Впервые Бегин пришел в себя он только через две с половиной недели.
Еще через неделю он смог окрепнуть настолько, что находился в сознании большую часть дня.
Все это время к нему никого не пускали.
Боль сопровождала его все время. Как объяснил лечащий врач, в первые дни после того, как он начал приходить в сознание, то выныривая из забытья, то снова в него проваливаясь, боль была такой сильной, что они были вынуждены пичкать его сильными обезболивающими препаратами – иначе был большой риск смерти от болевого шока – сердце и центральная нервная система не справлялись. Сейчас Бегин предпочитал обходиться минимумом анальгетиков, пока ноющая боль иногда, особенно к вечеру, не усиливалась настолько, что терпеть было нельзя. Тогда ему делали укол, прямо в торчащий из вены катетер, и Бегин забывался неспокойным сном.

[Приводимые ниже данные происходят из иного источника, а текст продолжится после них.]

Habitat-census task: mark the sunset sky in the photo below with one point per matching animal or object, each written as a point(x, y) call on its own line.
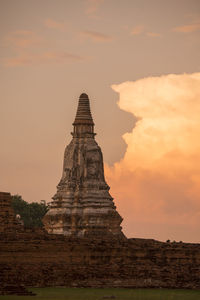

Несколько раз ему снились кошмары. Они отступили и преследовали его далеко не каждую ночь, но иногда возвращались. В сознании все спуталось. Теперь он видел Лену, которую на его глазах расстреливали бандиты. Или животное с золотым резцами и бритую тварь, которые расстреливали его в грязном полыхающем недострое. Пару раз он просыпался в мокром поту, пытаясь утащить умирающую Лену от огня по каким-то подземным ходам и катакомбам. Смешалось все.
Через несколько дней приехал невропатолог из медицинского центра, в котором на постоянной основе обследовался Бегин. Он изучил историю болезни, долго говорил о чем-то с лечащим врачом, а затем около получаса распрашивал Бегина о самочувствии. Бегин спросил у медика, почему болевые ощущения вернулись. Тот отделался пространным ответом, сводящимся к тому, что природа возникновения анальгезии в большинстве случаев, в том числе в случае Бегина, мало изучена и плохо поддается анализу. Но фактом было то, что анальгезия ушла. Возможно, окончательно. Возможно, она еще вернется. Это все, что выяснил Бегин.